Mais plus il y a de personnes voulant la même chose et plus cette chose devient rare. Inévitablement, un conflit apparait.

Le conflit nait de la similarité

La plupart des gens pensent que la base du conflit, c’est la différence. Je crois en A, tu crois en B, donc on doit se battre. Mais le conflit naît de la similarité, pas de la différence. Je veux A, tu veux aussi A, donc on doit se battre.

On utilise nos différences comme prétexte pour se battre, mais elles ne sont pas la vraie raison pour laquelle on se bat. La véritable raison est un objet commun. On veut la même nourriture, le même territoire, les mêmes clients.

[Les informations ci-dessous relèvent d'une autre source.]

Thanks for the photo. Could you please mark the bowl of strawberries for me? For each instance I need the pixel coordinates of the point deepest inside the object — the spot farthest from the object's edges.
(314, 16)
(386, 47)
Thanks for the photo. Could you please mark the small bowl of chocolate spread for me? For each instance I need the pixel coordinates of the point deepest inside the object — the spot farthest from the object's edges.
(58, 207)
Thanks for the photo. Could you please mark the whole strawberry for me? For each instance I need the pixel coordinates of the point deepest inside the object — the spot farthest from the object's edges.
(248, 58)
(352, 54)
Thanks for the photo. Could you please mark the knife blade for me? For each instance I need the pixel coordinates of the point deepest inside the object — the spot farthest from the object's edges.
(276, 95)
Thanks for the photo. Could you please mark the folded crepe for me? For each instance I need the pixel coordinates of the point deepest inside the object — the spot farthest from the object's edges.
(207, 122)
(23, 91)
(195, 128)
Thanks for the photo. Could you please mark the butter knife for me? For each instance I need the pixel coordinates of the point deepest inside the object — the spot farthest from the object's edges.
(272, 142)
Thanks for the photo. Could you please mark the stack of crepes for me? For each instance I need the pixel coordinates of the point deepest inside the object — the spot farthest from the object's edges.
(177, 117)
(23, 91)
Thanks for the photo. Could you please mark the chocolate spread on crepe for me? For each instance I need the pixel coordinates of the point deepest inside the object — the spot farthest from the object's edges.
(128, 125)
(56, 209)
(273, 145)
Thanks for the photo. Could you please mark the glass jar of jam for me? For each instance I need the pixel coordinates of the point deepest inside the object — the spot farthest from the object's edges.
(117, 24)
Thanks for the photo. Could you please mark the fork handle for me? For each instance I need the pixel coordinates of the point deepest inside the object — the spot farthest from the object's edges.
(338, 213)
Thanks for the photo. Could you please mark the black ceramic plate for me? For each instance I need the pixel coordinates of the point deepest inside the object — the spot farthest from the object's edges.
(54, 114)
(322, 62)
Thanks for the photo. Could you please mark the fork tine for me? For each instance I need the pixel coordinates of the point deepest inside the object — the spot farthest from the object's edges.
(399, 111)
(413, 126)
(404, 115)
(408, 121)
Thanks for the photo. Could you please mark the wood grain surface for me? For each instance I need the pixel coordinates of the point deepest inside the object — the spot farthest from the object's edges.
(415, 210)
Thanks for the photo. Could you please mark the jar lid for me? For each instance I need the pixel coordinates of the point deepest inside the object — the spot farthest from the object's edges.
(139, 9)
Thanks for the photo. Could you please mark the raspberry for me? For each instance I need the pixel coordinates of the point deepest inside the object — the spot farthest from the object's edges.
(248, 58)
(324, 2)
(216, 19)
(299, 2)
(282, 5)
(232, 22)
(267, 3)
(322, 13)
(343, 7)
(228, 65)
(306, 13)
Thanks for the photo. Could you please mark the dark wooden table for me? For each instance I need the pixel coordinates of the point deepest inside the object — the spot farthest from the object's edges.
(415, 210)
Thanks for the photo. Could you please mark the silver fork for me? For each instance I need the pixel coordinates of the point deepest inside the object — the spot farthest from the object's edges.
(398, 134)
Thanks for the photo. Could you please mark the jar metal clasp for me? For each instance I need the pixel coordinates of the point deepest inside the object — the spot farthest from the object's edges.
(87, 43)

La rareté implique donc le conflit.

Si une ressource est rare – l’eau potable par exemple – c’est parce que des gens doivent se battre pour en avoir. Si l’eau était infinie autour de nous, personne ne se battrait pour en récupérer. Si personne n’avait besoin d’eau, il n’y aurait pas de concurrence, donc l’eau ne serait plus rare, et il n’y aurait pas de conflit.

L’abondance, elle, implique l’absence de conflit. Si quelque chose est abondant, par définition il y en a plein, donc pas besoin de se battre. Pensez à Internet par exemple. On l’utilise tous d’une façon différente (sauf quand il s’agit de binger sur Netflix), sans avoir besoin de se battre pour y accéder.

L’abondance implique la différence et l’harmonie. Mais quand quelque chose devient abondant, grâce à la technologie par exemple, une nouvelle ressource rare émerge. Et le cycle recommence.

Rareté => abondance => émergence => rareté

La technologie transforme ce qui est rare en quelque chose d’abondant. Le télégraphe, le téléphone et Internet ont rendu la communication abondante ; les voitures ont rendu abondant le transport des gens et des marchandises.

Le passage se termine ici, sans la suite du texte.